Ask HN: website to collab different aspects of a web property? - propercoil

Is there a website that I as a developer can collaborate with some person that would add content, another that will handle seo and maybe one more that will work on link building and give them each percentage out of my web property?<p>I tried looking for something of this sort but came short. I think there are plenty of people that would love getting a percentage out of an online business working on adding content or handling link building. But maybe they don't feel comfortable that they don't have a signed agreement or a platform that is solid to communicate through that will build trust among collaborators (ranking system - multiple content adders can collaborate on different projects and gain points for instance, developers that fix bugs/add functionality and earn points from other team members).<p>I tend to build lot's of web properties (1/month) and some have decent income which is great. I'm lazy though (and don't have the time) when it comes to do marketing, link building and adding content which is crucial in my niche (any niche?). I get bored. So i would love to collaborate with others that would take a chunk (%25 -%35 - whatever) of my profitable projects and take 45 minutes a day doing stuff that would add value to my projects, or to phrase it correctly OUR projects. These people will of course see profits from day 1, preferably distributed to their paypal accounts.<p>Where can i find people like that on the web? there has to be an online community (similar to flippa where you can upload the stats, income of your website) that let's you collaborate with others and sign an agreement of some sort. Who has this problem except me?
======
olefoo
I've been thinking about building something like you describe for a while.
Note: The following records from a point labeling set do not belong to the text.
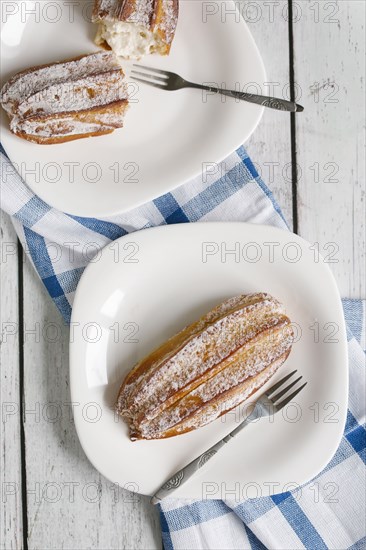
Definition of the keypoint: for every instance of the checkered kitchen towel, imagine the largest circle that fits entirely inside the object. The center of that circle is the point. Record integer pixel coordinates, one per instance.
(327, 512)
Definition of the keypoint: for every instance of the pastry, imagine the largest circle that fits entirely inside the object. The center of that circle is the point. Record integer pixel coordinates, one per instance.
(81, 97)
(207, 369)
(134, 28)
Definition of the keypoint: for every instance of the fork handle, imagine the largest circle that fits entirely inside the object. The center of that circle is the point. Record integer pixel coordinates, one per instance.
(180, 477)
(264, 101)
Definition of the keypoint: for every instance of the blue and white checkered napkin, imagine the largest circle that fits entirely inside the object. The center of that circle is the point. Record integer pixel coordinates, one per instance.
(328, 512)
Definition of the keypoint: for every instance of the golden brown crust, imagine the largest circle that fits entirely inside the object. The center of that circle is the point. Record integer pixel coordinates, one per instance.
(89, 117)
(158, 17)
(207, 369)
(53, 103)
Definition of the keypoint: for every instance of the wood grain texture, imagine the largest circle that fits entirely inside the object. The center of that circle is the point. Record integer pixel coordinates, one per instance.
(11, 526)
(330, 70)
(70, 505)
(270, 145)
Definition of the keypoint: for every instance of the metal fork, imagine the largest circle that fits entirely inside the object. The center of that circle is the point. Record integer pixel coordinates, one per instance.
(166, 80)
(269, 403)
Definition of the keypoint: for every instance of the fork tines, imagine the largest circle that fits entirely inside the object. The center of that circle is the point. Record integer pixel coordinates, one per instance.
(154, 77)
(274, 395)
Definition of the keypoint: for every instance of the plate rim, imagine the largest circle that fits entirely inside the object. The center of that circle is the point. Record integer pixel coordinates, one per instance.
(95, 211)
(172, 227)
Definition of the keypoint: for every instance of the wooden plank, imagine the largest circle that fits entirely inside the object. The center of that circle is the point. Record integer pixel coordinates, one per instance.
(270, 144)
(330, 70)
(11, 480)
(70, 505)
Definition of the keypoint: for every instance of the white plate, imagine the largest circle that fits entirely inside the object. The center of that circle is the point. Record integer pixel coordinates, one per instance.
(167, 135)
(147, 286)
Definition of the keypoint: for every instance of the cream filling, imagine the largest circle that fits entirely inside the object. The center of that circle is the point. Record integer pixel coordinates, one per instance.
(128, 40)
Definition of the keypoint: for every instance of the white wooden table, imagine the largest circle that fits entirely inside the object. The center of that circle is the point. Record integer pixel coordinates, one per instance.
(52, 497)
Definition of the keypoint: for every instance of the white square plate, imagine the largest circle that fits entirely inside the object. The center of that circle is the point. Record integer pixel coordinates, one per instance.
(149, 285)
(167, 135)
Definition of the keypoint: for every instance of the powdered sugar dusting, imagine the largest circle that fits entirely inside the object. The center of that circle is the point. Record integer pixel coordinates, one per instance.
(232, 344)
(81, 96)
(134, 28)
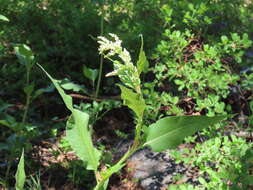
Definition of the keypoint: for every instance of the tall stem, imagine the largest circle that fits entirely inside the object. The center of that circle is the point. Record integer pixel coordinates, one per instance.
(101, 56)
(136, 145)
(27, 96)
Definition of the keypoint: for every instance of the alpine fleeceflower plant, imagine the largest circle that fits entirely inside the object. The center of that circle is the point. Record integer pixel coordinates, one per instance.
(166, 133)
(124, 68)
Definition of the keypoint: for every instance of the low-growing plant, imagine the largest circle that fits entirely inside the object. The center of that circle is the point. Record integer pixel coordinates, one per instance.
(203, 72)
(165, 133)
(227, 164)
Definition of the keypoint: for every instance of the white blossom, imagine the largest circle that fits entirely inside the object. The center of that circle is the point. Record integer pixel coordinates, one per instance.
(125, 69)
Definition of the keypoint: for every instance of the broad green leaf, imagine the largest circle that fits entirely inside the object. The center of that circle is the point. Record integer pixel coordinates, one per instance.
(169, 132)
(90, 73)
(106, 175)
(79, 135)
(68, 85)
(133, 100)
(4, 18)
(142, 63)
(66, 98)
(20, 174)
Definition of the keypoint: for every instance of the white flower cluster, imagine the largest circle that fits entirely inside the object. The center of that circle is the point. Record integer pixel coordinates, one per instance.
(127, 72)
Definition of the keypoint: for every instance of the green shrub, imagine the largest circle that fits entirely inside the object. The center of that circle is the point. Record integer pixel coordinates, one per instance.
(203, 72)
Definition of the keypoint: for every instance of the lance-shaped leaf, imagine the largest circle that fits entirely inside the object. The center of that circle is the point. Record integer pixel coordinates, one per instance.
(133, 100)
(79, 136)
(169, 132)
(142, 63)
(20, 174)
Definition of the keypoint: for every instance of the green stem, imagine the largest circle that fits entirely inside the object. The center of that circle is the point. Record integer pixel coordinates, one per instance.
(136, 145)
(28, 97)
(101, 56)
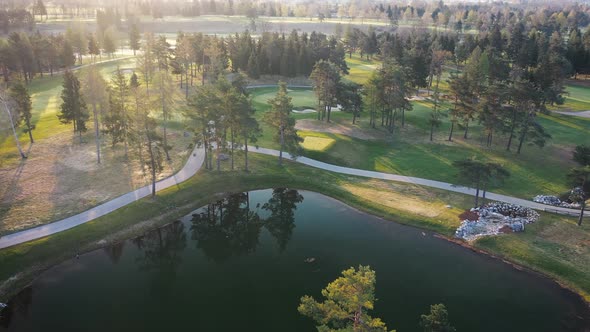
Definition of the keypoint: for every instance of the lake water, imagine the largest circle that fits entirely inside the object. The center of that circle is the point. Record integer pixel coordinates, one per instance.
(240, 265)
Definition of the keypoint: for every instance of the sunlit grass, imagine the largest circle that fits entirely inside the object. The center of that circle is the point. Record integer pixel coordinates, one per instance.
(313, 143)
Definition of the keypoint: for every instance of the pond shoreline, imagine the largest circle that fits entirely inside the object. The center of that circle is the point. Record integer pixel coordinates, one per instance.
(9, 288)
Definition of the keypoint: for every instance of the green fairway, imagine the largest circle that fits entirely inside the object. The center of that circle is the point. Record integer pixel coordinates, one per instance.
(553, 246)
(577, 98)
(45, 96)
(408, 151)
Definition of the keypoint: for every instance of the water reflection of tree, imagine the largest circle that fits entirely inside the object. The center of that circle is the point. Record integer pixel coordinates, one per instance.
(18, 306)
(281, 222)
(115, 251)
(227, 227)
(162, 250)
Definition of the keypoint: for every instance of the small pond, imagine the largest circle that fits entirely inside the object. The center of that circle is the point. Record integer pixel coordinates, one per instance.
(241, 264)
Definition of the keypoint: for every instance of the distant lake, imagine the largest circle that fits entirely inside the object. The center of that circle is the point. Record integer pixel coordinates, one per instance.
(239, 264)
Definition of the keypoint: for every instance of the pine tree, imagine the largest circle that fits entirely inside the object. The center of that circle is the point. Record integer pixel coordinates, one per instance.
(117, 122)
(134, 38)
(253, 68)
(280, 120)
(109, 45)
(22, 100)
(93, 48)
(348, 301)
(73, 107)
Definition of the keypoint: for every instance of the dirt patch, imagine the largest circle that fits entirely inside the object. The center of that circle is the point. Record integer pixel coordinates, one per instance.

However I do see that there are problems of agency in making such an
arrangement work. Anytime you have a revenue stream that is supposed to be
divided on an ongoing basis; you are going to have a fight and everyone
involved will feel shortchanged.

The best solution I've come up with so far is a multi-layered rental market
where producers rent pieces of functionality and access to content-streams and
in turn are responsible for monetising the end-result. But that's not solving
the transaction costs of building small sites in a way that's better than
elance/odesk/etc.

The fundamental economic problem you're looking at is how to fairly value
different peoples contribution to a productive asset. The traditional answer
has been to form a company that orders production and manages the assets and
the distribution of revenue. This introduces overhead, and generally biases
ownership towards those who brought capital to the formation of the company.

I do think a protocol solution is possible where participants agree up front
to a set of rules, and automate the revenue distribution and asset allocation
by an internal market mechanism designed to maximise overall productivity.
However I'm under no illusions that it will be easy or profitable to be the
one setting up such a system; at least at first.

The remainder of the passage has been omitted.